French Baron (1648–1713)

Charles de Sévigné (1648-1713) was a French aristocrat and soldier. He was the son of French literary icon Madame de Sévigné.

==Life==
Charles was born at the family's Château des Rochers-Sévigné (now a part of Vitré, Ille-et-Vilaine) in Brittany on March 12, 1648. He was the second child of Henri de Sévigné and his young wife, Marie de Rabutin-Chantal. Their other child, Françoise-Marguerite de Sévigné (the future Madame de Grignan), was born two years prior in Paris.

In 1651, Henri was killed in a duel over his mistress, Madame de Gondran. Now a widow, Madame de Sévigné took her children back to Paris where they came to live with her uncle, l'abbé de Coulanges, in the Marais district.

Nothing is known of Charles's education. Since his letters show him to be erudite, it is assumed that Madame de Sévigné provided him with the best tutors available. No mention of Charles can be found in anyone's correspondence until he was well into his twenties. In his mother's letters to her daughter and others, Charles was characterized as an intellectual, a spendthrift and a hedonist. He was also regarded to be sweet-natured, warm, and likeable — very much like his mother, Madame de Sévigné. Oddly enough, he never appeared to resent his mother's obvious preference for his sister.

In 1669, Charles volunteered for an expedition to Crete against the Ottoman Turks. The following year, his mother bought him the commission of guidon (a kind of sub-cornet) in the Gendarmes Dauphin, in which regiment he served for some years. He fought well and with distinction, but was not an enthusiastic soldier.

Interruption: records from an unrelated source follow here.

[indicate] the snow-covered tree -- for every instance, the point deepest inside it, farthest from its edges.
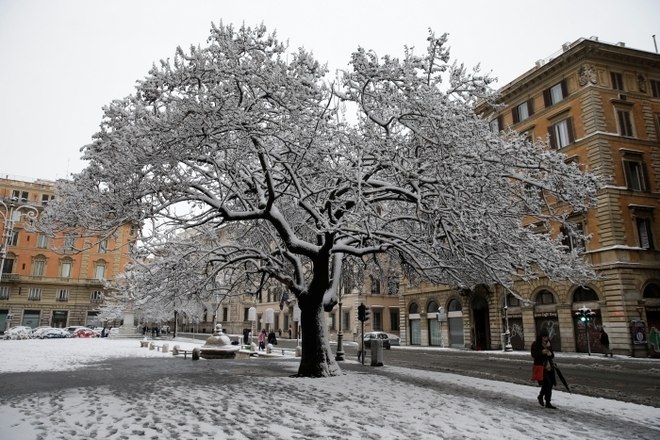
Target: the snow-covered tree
(242, 134)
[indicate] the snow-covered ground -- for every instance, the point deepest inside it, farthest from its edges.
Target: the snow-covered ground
(380, 403)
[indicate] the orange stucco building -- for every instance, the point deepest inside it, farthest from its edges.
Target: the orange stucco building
(57, 281)
(599, 104)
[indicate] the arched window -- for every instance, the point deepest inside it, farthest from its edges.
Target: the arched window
(39, 266)
(512, 301)
(544, 297)
(8, 266)
(584, 294)
(65, 267)
(652, 291)
(454, 306)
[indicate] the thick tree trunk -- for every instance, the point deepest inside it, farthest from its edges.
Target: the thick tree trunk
(317, 359)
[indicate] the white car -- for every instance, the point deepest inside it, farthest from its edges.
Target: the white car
(18, 332)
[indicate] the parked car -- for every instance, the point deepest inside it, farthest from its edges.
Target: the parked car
(84, 332)
(36, 332)
(394, 339)
(376, 335)
(54, 333)
(18, 332)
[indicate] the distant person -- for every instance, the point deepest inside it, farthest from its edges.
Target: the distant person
(605, 342)
(271, 338)
(543, 371)
(262, 339)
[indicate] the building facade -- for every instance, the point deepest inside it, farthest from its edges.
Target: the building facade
(52, 281)
(599, 104)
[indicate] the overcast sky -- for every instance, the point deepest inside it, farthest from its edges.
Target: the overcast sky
(61, 61)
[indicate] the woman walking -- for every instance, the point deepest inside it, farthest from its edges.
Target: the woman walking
(543, 371)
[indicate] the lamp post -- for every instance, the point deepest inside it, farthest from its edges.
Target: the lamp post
(507, 331)
(11, 214)
(586, 315)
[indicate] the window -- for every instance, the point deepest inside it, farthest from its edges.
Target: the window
(561, 134)
(42, 241)
(99, 271)
(624, 121)
(65, 268)
(633, 168)
(523, 111)
(13, 238)
(655, 88)
(617, 81)
(62, 295)
(39, 266)
(394, 320)
(555, 94)
(8, 266)
(496, 124)
(571, 240)
(34, 294)
(644, 224)
(544, 297)
(69, 241)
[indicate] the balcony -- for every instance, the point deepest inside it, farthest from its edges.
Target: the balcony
(10, 278)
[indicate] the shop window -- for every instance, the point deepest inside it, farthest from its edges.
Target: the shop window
(584, 294)
(545, 297)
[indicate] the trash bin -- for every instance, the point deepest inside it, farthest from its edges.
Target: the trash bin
(376, 352)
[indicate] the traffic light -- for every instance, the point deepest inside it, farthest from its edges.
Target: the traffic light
(363, 313)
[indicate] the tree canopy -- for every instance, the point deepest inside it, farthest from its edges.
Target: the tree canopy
(300, 172)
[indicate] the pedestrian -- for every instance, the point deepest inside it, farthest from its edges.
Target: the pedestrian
(272, 339)
(605, 342)
(262, 339)
(543, 370)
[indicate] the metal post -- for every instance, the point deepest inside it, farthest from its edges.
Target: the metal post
(339, 356)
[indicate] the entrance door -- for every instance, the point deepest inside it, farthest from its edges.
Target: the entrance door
(481, 326)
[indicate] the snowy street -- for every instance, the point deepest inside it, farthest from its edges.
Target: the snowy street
(113, 389)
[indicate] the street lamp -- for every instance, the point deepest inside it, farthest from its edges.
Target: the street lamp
(507, 331)
(586, 315)
(12, 214)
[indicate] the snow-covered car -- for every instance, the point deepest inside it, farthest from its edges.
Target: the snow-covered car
(368, 337)
(54, 333)
(84, 332)
(18, 332)
(36, 332)
(394, 339)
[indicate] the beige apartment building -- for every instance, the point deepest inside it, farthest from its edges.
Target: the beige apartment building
(55, 281)
(599, 104)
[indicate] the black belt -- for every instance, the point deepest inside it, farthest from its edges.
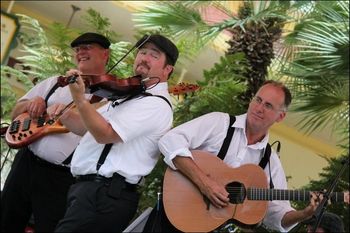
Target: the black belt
(47, 164)
(106, 180)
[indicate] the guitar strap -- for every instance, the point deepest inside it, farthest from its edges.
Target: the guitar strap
(94, 99)
(52, 90)
(227, 141)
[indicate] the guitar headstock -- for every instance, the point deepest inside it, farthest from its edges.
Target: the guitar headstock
(183, 88)
(346, 197)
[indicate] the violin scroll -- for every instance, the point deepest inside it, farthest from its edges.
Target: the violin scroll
(107, 86)
(183, 88)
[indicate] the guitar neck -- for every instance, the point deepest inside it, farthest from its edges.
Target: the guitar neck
(284, 194)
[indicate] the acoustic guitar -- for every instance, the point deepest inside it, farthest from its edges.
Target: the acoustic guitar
(190, 211)
(25, 130)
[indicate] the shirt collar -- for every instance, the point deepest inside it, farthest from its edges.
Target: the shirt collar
(241, 123)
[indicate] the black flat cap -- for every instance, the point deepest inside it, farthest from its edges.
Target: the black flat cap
(164, 44)
(91, 37)
(330, 222)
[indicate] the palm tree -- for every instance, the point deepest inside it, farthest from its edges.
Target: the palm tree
(252, 31)
(323, 52)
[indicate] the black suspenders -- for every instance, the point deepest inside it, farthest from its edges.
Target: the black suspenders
(108, 147)
(227, 141)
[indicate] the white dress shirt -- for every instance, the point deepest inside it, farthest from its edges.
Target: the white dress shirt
(207, 133)
(54, 148)
(140, 122)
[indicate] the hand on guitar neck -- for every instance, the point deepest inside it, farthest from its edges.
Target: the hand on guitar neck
(189, 211)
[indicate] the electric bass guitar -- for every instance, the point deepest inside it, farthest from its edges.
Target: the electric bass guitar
(190, 211)
(25, 130)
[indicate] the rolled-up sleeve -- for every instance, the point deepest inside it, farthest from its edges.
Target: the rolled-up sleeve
(203, 133)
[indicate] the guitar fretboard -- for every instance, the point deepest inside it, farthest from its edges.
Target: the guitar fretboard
(283, 194)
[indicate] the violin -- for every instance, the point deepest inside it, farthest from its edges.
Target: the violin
(107, 86)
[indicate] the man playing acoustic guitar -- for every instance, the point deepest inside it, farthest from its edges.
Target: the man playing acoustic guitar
(39, 178)
(247, 146)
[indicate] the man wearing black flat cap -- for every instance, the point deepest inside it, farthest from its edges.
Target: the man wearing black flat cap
(119, 144)
(40, 176)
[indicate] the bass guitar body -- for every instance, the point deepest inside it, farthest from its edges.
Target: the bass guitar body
(190, 211)
(25, 130)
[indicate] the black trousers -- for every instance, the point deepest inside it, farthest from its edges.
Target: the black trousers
(98, 206)
(34, 187)
(158, 221)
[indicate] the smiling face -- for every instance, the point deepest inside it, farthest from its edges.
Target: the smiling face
(266, 108)
(150, 61)
(91, 58)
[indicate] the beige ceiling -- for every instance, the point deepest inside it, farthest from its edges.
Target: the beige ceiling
(120, 15)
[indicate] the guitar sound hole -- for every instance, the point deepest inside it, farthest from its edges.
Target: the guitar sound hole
(237, 192)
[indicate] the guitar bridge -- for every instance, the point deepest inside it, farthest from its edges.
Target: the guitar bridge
(237, 192)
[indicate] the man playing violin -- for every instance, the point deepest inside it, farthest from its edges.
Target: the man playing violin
(119, 144)
(40, 175)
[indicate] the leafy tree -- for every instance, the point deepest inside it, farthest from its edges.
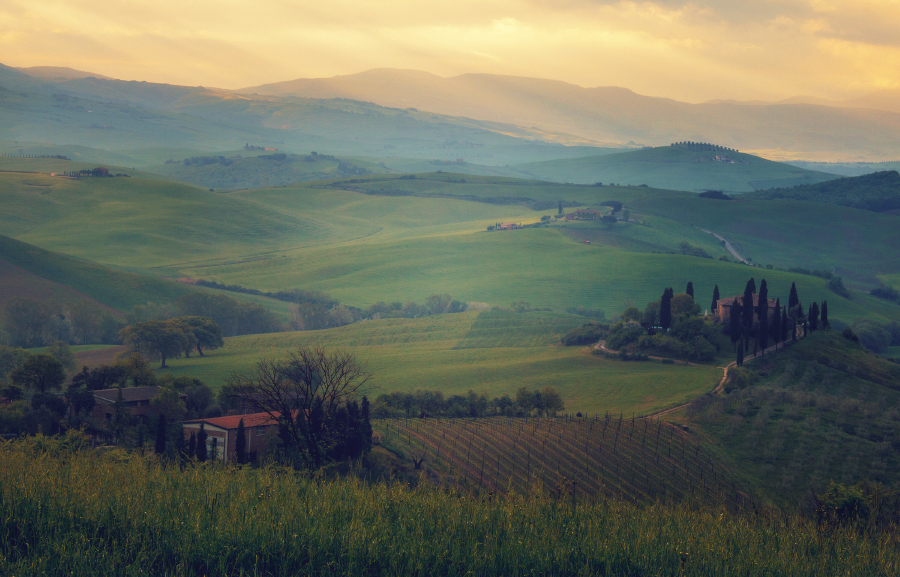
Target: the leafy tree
(39, 372)
(158, 339)
(207, 334)
(240, 443)
(665, 309)
(631, 314)
(683, 305)
(64, 354)
(160, 447)
(201, 452)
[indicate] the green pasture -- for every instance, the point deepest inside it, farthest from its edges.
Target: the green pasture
(859, 244)
(437, 353)
(675, 168)
(542, 267)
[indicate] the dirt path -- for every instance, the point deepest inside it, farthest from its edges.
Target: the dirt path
(601, 345)
(728, 246)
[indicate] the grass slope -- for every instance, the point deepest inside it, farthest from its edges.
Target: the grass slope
(824, 409)
(437, 353)
(676, 168)
(857, 244)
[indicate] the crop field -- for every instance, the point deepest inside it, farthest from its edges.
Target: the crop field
(66, 510)
(675, 168)
(436, 353)
(540, 266)
(822, 410)
(641, 460)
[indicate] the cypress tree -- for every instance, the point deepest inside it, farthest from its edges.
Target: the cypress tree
(785, 326)
(734, 323)
(366, 426)
(775, 329)
(762, 311)
(240, 443)
(160, 447)
(201, 444)
(665, 310)
(814, 317)
(747, 307)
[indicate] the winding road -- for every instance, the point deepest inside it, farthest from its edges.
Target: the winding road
(728, 246)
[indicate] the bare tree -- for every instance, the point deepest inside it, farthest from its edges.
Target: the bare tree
(302, 393)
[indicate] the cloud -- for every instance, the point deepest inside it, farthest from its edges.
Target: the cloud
(692, 50)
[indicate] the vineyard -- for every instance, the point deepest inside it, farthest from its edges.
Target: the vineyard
(640, 460)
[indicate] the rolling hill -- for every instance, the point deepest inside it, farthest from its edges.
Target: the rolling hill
(613, 115)
(676, 168)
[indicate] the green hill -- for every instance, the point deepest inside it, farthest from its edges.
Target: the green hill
(878, 192)
(116, 289)
(677, 168)
(822, 409)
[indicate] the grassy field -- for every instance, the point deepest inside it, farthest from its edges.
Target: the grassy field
(539, 266)
(857, 244)
(455, 353)
(85, 512)
(676, 168)
(823, 409)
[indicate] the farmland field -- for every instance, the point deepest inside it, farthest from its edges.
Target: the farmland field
(436, 353)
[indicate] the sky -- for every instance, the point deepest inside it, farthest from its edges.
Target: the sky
(690, 51)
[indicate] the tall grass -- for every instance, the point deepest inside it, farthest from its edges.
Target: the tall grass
(81, 512)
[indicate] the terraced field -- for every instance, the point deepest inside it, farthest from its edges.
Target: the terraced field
(639, 459)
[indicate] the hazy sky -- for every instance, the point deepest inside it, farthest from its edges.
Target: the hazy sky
(694, 51)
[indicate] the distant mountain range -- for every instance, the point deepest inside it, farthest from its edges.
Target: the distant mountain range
(385, 113)
(615, 116)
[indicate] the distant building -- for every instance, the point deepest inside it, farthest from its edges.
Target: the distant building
(584, 214)
(723, 307)
(259, 429)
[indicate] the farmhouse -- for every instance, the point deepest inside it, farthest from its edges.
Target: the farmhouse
(584, 214)
(259, 429)
(723, 307)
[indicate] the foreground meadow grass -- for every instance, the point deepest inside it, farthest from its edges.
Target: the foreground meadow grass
(80, 512)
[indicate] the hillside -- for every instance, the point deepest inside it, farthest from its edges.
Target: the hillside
(822, 409)
(878, 192)
(677, 168)
(262, 170)
(614, 115)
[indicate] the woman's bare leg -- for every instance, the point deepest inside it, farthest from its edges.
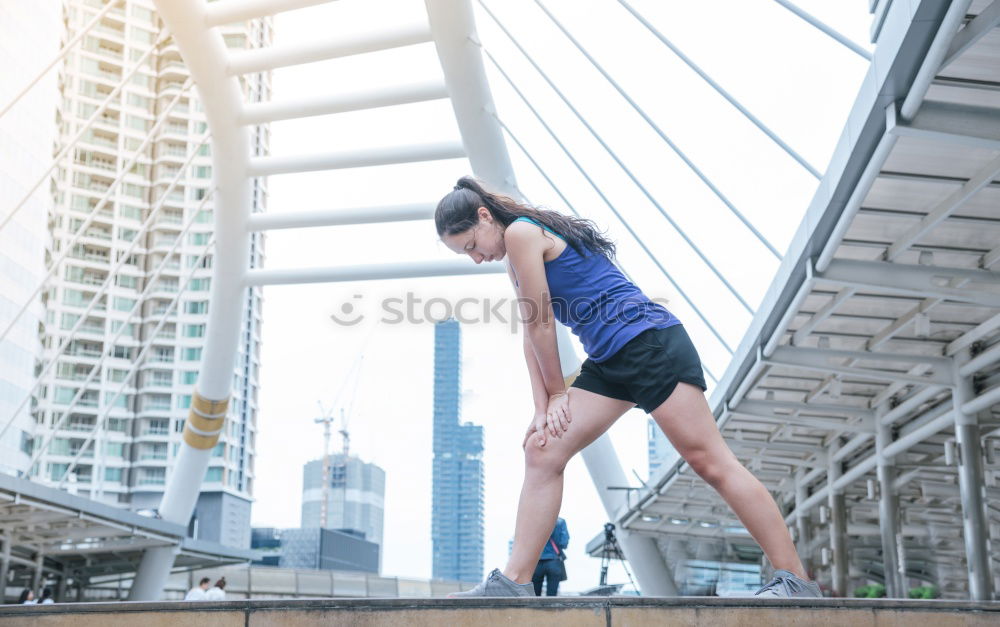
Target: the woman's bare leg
(689, 424)
(541, 493)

He was constantly and often unfortunately in love. He followed his father into the arms of Ninon de l'Enclos, and he was Racine's rival with Mademoiselle de Champmeslé. He confided many graphic details of his misalliances in letters to his mother.

Charles was married in February 1684 to Jeanne Marguerite de Mauron, daughter of a counsellor in the Parlement of Brittany. In the arrangements for this marriage, Madame de Sévigné practically divided all her fortune between her children, and she reserved only part of the life interest.

In 1703, Charles gave up his post of King's Lieutenant in Brittany. Accompanied by his wife, he took up residence in Paris at the Faubourg Saint-Jacques. His final years were spent in a seminarian's cell at Saint-Magloire Seminary, a community of the devout. He died on 26 March 1713 at the age of 65.

Charles and Jeanne Marguerite had no children. He bequeathed his entire estate to his niece Pauline de Simiane.

==Bibliography==
- Madame de Sévigné. Correspondance. Texte établi, présenté et annoté par Roger Duchêne. Paris: Bibliothèque de la Pléiade. 1973-78. 3 vol..
- Frances Mossiker. Madame de Sevigne: a life and letters. New York: Knopf. 1983. ISBN 0-394-41472-1.